Ben Griffiths

This month, under the Alma Spotlight, we have Ben Griffiths, Director, Equity Capital Markets at Investec.

June 2024

How do you feel about the markets in general currently?

The last couple of years have been extremely challenging as markets and companies adjust to a higher rate environment and UK equity markets have been under sustained pressure from outflows. This has been reflected in the muted level of ECM activity and structurally supressed valuations which have driven elevated levels of take privates. I am feeling much more optimistic heading into the second half of the year.

UK indices are performing well, corporates are generally well capitalised, we are close to having political clarity and the tide of outflows is beginning to turn. London is the leading European exchange for secondary issuance YTD, and IPO activity is also beginning to increase. Raspberry Pi has so far been a great success; confidence is critical for a healthy IPO market and strongly performing new issues are an important element of that.

What types of investments are you personally excited by?

The Energy Transition is a fascinating theme and of vital importance at an individual, corporate and national level. The higher cost of capital resulting from rising interest rates has created challenges for earlier stage businesses in nascent and developing industries, but there are some fantastic businesses in the UK with world leading technology to enable the transition. I am looking forward to these industries and business models evolving and maturing.

I also think the increasing democratisation of private capital markets is an exciting theme. There is some great innovation taking place within regulators, asset managers and intermediary platforms to broaden access to what have historically been very narrow markets.

What would be your three main pieces of advice for management teams as they think about how best to navigate the public markets?

  1. For existing listed businesses, the importance of meeting forecasts is critical in an environment of heightened risk aversion. It is challenging to capture value for ambitious near-term forecasts and the path to recovery in investor confidence when numbers are missed is steep.
  2. Set against that is the need to mitigate the vulnerability that arises from share prices that are detached from intrinsic value. There will always be parties with a longer investment horizon or greater ability to extract synergies. If that occurs at a valuation that rewards existing investors for the risk they have taken then the market is functioning healthily. Understanding and then communicating clearly and consistently the medium to long term value creation strategy, and demonstrating control of the levers to achieve this, is an important priority in minimising risk of an opportunistic approach at the wrong value.
  3. Finally, for management teams and shareholders thinking about bringing a company to market, start thinking early about your equity story and positioning. There will always be appetite for high quality, differentiated propositions that offer exposure to opportunities difficult to access through the existing listed universe.

What is the most interesting thing you’ve read or watched recently?

21 Lessons for the 21st Century, by Yuval Noah Harari. His first book, Sapiens, is one of the most illuminating books I can remember reading. 21 Lessons is equally fascinating, although prompts more questions than it gives answers. It is an extremely thought-provoking health check on humanity and the challenges we face, from conflict, to AI, fake news and the pace of technological change.

I am also reading Robin Wigglesworth’s, Trillions, the story of the growth of passive investment management.
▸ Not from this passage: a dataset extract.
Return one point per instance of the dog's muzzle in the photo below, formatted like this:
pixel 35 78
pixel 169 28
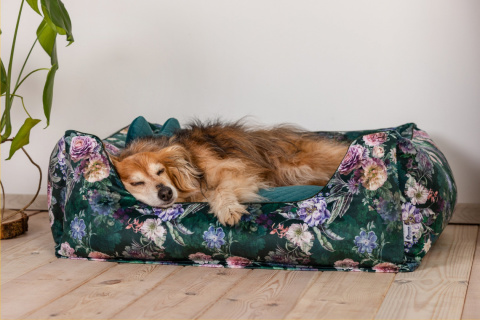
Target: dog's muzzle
pixel 165 193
More prosaic and specialist subject material than 21 Lessons but nonetheless a very entertaining, accessible, and informative examination of a hugely powerful trend within finance and capital markets.

Please note: The views and opinions expressed in this interview are those of the individual financial professional(s) and do not necessarily reflect the views or opinions of Alma Strategic. These insights are provided for informational purposes only and may not be relevant at the time of reading, as market conditions can change rapidly. The information provided should not be construed as investment advice or a recommendation to buy, sell, or hold any financial product or security. Individuals should conduct their own research and consult with a qualified financial advisor before making any investment decisions. Alma Strategic disclaims any responsibility for the accuracy or completeness of the information provided in this interview.